Numerous European cattle from different homelands were introduced into New England in the first half of the 1600s. That century brought three formative trends to bear on New England cattle: first, over time, the imports were mixed together; second, they were isolated from further crossing; and, eventually, third, individuals with desirable traits were selected to produce hardy, useful cattle that served local demand for milk, draft, and meat for centuries thereafter. After 1650 the numbers of European cattle imported to New England diminished considerably due to the availability of cattle from elsewhere in North America and the high expense of new importations from Europe. Thus, North American sources of breeding stock from as far south as Virginia and as far north as Quebec became important breed stock sources for New England through the late 1600s, 1700s and mid-1800s while at the same time importations from Europe drastically diminished. The farmers in local areas created populations of cattle for local purposes and conditions. Local populations of “all-purpose” cattle were developed during the 1700s in the Mid-Atlantic and New England American colonies. It stands to reason that these cattle would have “all-purpose traits” since these early centuries demanded homesteading stock, in many cases for subsistence farming. These are referred to as “landrace” breeds.

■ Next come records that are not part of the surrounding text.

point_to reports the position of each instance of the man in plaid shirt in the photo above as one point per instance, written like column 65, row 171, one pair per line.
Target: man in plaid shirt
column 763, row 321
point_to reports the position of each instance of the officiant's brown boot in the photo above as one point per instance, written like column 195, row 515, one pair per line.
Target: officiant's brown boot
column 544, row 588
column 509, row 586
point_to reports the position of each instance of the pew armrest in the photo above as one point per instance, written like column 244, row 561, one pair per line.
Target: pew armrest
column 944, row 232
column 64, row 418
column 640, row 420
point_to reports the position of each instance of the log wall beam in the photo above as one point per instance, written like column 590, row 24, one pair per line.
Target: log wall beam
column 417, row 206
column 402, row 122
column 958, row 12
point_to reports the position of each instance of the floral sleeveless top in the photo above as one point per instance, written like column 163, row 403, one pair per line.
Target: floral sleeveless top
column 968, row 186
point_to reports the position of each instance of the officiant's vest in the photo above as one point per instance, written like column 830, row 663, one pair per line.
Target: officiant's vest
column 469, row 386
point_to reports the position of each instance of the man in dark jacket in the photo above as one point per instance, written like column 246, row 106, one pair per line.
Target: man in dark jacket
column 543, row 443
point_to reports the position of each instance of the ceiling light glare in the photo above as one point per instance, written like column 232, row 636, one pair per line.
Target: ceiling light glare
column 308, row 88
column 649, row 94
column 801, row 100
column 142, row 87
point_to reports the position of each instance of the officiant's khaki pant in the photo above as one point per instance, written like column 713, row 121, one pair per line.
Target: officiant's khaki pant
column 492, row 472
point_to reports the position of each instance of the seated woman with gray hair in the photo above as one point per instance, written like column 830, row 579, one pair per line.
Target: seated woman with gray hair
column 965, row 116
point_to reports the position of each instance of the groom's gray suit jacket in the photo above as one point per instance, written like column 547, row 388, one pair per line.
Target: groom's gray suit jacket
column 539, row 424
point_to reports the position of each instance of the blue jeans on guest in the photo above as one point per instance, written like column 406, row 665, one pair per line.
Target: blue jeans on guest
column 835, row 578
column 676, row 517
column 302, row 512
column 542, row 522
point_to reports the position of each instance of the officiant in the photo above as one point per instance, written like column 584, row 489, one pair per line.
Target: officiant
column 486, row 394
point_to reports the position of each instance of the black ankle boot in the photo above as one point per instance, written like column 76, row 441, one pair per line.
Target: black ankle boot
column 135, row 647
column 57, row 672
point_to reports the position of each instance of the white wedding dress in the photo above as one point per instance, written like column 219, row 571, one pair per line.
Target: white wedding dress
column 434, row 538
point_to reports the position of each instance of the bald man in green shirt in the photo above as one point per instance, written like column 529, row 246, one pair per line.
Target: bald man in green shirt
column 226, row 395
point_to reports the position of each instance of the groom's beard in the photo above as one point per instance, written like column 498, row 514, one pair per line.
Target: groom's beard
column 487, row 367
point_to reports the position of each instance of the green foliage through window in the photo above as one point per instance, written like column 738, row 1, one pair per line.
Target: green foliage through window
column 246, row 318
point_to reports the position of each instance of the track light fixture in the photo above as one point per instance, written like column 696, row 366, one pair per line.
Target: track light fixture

“Landrace” is a designation that is used to denote animal populations that arise in local areas for local production purposes. The breeding of landraces is usually fairly casual, and they gain uniformity mainly through their isolation from other livestock. This landrace pattern of development results in useful breeds, adapted to their particular geographies. This was true of the New England lineback cattle of the 1700s and 1800s. A drive to specialization, and the resulting introduction of standardized pure breeds of specialized cattle in the late 1800s and throughout the 1900s led to the eventual disappearance of most landrace cattle. The local cattle suffered two fates. Some were graded up with purebred bulls, becoming over time more and more like the purebred breeds of those bulls. Others were replaced outright by the pure breeds, which tended to emphasize a particular attribute such as volume of milk production, or amount of marbled beef. Changing to the standardized pure breeds brought with it some increase in production – but also a decrease in adaptation to a particular geography, along with that geography’s climate, parasite and disease prevalence, and forage.